Il commento Il privato si muove La politica non perda il passo

di Carlo Maria Lomartire
Da una parte la settimana della moda che si rilancia e alla grande rilancia l’immagine della città; dall’altra l'Expo che da quasi tre anni è vergognosamente immobile minando il mito dell’efficienza meneghina: Milano a due velocità, schizofrenica, dalla doppia personalità? Mettiamola così: Milano come rappresentazione e paradigma del Paese, della sua capacità di gestire gli eventi, gli impegni, i cambiamenti. Milanesi sono gli amministratori che si occupano dell’Esposizione universale del 2015, milanesi gli organizzatori della «Milano Fashion Week»: e allora perché questi ultimi in pochi mesi sono riusciti a stravolgere e rivitalizzare un evento che sembrava destinato al deperimento mentre i primi in tre anni non sono stati in grado neppure di compiere il passo preliminare, l’acquisto dei terreni? La risposta è tanto semplice da rasentare l’ovvietà: perché Expo è gestita dalla mano pubblica mentre il gran circo della moda è tutto affidato ai privati anche se il Comune stimola, agevola, acconsente. Non è una questione politica, non dipende dal colore della giunta comunale o della presidenza della provincia e della Regione. L’intoppo dell’Expo dipende dall’intreccio infernale fra tre enti locali, la Fondazione Fieramilano, la Soge società di gestione dell’Expo, due o tre ministeri e i proprietari dei terreni; il tutto impastato da una melma micidiale di intralci burocratici, incombenze legali, vincoli giuridici, regolamenti e conflitti di competenze. Per la settimana della moda, invece, i protagonisti sono gli stilisti coordinati dalla Camera della Moda. Punto.

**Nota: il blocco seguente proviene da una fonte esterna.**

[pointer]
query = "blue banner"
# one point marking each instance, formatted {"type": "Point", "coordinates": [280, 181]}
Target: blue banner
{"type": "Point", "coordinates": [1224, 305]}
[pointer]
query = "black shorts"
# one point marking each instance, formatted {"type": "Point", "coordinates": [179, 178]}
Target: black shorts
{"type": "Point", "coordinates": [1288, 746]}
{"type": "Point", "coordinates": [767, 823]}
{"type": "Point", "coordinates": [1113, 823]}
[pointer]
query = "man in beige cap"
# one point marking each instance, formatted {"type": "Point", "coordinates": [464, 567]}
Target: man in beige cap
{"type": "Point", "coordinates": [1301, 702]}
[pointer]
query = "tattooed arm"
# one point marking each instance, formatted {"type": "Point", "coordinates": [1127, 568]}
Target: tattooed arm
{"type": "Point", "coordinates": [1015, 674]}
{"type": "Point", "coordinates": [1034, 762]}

Certo i due eventi non sono assimilabili e neppure paragonabili, essendo diversissimi in tutto. Ma si possono confrontare le modalità di comportamento di chi se ne deve occupare. Modalità imposte non dalla qualità delle persone - arduo accusare di inefficienza gente come Roberto Formigoni e Letizia Moratti - ma dalla natura degli eventi: inevitabilmente pubblica quella dell’Expo - da qui i vincoli e le pastoie - e fortunatamente privata quella della settimana della moda. Se ne deve dedurre che, ad esempio, sarebbe stato meglio mettere l’Expo in mani private? Certo che no, sarebbe semplicemente impossibile. Expo per sua natura non può che essere gestito dalla mano pubblica. Al privato, ai privati mancherebbe la motivazione fondamentale: l'interesse, il ritorno economico. Essi devono semmai, partecipare e anche in larga misura alla realizzazione. La strada da percorrere, invece, è un’altra: dipanare l'intrico che sempre impaccia ciò che è pubblico, ridurre al minimo il numero delle voci dissonanti, dei poteri di veto, dei centri decisionali.

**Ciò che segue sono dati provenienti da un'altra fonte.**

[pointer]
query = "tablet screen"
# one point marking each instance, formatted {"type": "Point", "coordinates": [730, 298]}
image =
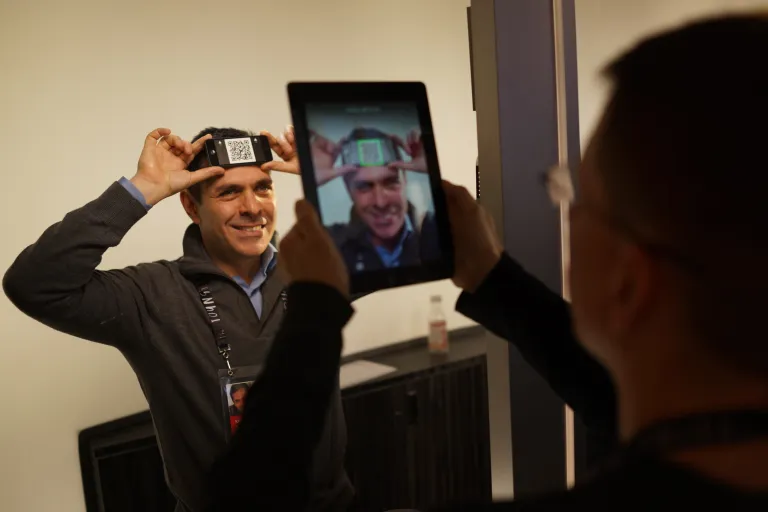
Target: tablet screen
{"type": "Point", "coordinates": [373, 183]}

Ad esempio, nel caso dell’Expo, perché tre enti locali? Questo, però, è un discorso generale, che riguarda i modelli di sviluppo del Paese: meno burocrazia, meno dispersione delle capacità decisionali, meno poteri d’interdizione. Tentando, per quanto le è possibile a livello locale, questa piccola grande rivoluzione, ancora una volta Milano darebbe l’esempio.